The case of The Yaffe Companies v. Great American Ins. Co. arose out of an explosion at Yaffe’s scrap yard in Muskogee, Illinois which caused significant property damage and bodily harm.  Ultimately, Yaffe paid $1.8 million to settle the various claims brought against it.  It sought coverage from Ace, which had issued a CGL policy to it with a $1 million per occurrence limit but a deductible of $10,000 per claim.  Owing to the numerous underlying claims, Ace ultimately paid only half a million dollars for the losses with the Yaffe Companies absorbing the rest. 

Yaffe sued Great American contending that its umbrella liability policy, which was issued excess of the Ace $1 million policy was responsible for the difference between its total loss and $1 million.  Great American denied the claim arguing that it was only liable for that portion of the loss that remained after the underlying insurer had exhausted its limits. 

An Oklahoma district court granted summary judgment for Great American but the Tenth Circuit reversed.  Construing the various provisions of the umbrella policy together, the court found ambiguity and declared that the fortuity that the insured had chosen to purchase primary insurance on a “per claim” basis was irrelevant to the construction of the language of the Great American policy.  Since Yaffe had clearly paid more than $1 million, the court ruled that Great American was responsible for the remaining $800,000 in loss.
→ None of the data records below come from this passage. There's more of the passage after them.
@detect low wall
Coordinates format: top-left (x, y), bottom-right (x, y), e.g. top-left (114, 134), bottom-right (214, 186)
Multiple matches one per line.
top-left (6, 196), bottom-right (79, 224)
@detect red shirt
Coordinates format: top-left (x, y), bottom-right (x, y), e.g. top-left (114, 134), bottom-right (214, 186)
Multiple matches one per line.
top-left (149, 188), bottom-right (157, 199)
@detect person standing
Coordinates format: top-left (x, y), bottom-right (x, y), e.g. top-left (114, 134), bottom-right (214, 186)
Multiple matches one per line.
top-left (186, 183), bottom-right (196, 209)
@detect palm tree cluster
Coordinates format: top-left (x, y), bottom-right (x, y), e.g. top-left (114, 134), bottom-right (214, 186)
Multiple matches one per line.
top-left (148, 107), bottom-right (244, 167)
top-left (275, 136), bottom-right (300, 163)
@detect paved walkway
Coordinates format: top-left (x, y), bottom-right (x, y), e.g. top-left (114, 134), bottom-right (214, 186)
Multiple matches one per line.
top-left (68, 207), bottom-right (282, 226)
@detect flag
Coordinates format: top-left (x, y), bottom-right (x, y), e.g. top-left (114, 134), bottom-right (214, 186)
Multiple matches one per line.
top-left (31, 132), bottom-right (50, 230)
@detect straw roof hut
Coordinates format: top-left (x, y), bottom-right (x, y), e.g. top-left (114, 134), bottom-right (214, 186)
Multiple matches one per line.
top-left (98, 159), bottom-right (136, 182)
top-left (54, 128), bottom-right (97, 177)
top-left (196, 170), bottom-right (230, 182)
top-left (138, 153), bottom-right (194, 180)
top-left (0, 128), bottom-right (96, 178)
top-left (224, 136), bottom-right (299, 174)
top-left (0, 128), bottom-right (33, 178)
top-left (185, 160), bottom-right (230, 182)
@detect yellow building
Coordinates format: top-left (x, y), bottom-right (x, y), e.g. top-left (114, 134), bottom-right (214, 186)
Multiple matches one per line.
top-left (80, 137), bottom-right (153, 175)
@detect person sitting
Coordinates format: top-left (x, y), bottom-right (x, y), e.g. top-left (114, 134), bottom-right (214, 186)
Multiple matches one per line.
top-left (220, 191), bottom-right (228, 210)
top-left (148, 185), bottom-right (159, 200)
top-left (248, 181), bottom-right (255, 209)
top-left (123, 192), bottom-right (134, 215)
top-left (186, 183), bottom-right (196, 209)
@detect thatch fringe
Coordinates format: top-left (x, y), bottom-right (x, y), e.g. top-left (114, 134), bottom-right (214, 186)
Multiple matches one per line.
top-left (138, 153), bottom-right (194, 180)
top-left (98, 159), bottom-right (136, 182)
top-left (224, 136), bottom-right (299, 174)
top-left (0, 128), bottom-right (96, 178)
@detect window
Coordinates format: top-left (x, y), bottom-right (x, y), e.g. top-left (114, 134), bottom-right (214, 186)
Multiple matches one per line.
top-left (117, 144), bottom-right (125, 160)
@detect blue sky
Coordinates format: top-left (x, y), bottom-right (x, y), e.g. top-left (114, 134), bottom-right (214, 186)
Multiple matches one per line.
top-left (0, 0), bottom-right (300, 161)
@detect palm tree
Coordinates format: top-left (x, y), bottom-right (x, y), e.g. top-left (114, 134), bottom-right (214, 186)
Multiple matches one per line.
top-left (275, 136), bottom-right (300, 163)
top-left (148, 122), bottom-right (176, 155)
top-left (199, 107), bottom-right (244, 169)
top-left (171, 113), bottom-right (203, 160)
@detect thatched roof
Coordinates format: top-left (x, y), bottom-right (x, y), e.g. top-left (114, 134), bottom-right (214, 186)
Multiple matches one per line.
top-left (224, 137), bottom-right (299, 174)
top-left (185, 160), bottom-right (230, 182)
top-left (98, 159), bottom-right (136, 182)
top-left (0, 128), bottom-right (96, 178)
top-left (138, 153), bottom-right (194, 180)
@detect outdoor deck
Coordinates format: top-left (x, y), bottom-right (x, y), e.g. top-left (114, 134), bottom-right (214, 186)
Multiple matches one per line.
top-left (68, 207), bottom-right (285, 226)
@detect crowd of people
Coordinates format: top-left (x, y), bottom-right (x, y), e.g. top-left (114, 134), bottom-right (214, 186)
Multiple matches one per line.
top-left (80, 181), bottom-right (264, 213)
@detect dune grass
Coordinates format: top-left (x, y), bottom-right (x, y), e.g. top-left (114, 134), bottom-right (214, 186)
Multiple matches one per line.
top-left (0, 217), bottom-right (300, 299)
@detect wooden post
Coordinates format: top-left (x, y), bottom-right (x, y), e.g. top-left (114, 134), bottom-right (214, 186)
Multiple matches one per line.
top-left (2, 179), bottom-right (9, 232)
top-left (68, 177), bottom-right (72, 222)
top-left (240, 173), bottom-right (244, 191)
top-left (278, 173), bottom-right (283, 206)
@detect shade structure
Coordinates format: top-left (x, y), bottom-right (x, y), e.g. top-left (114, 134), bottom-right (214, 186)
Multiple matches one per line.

A dissenting judge argued that the language was, in fact, unambiguous and was keyed to the underlying limits of coverage, not the amount of the insured’s loss.  Judge Briscoe rejected the majority’s conclusion that the umbrella language referring to the “applicable limits of the underlying policies” merely set a dollar threshold at which point the excess carrier should pay, declaring instead that the language was clear that it was only intended to imply in excess of the retained limit, being the greater of the total amount of the limits of the underlying policies or the self-insured retention.

This case illustrates the trouble that excess underwriters can get into when their policies are not written on all fours with the primary coverage.  In this case, the underwriting file merely stated that the primary policy had a $10,000 deductible.  It is unclear whether the underwriter was aware that this was a “per claim” deductible that could have profound consequences in the event of mass tort incidents such as the Muskogee plant explosion giving rise to these claims. 

At the same time, it appears that the majority’s analysis did considerable violence to the manner in which umbrella carriers are conventionally called upon to pay and contorted the language of the policy in an effort to contrive coverage for the unfortunate and expensive consequence of the bargain that The Yaffe Companies had struck with its primary insurer.  Without saying so, the majority has in effect created a third form of umbrella coverage.  Whereas the policy itself only provides coverage for payments in excess of the primary limits or for cases outside the scope of the primary insurance, the Tenth Circuit’s analysis now creates an intermediate form of coverage requiring the umbrella carrier to also pay for that portion of an otherwise insured loss that is not owed by the primary insurer by reason of features such as deductibles or self-insured retentions.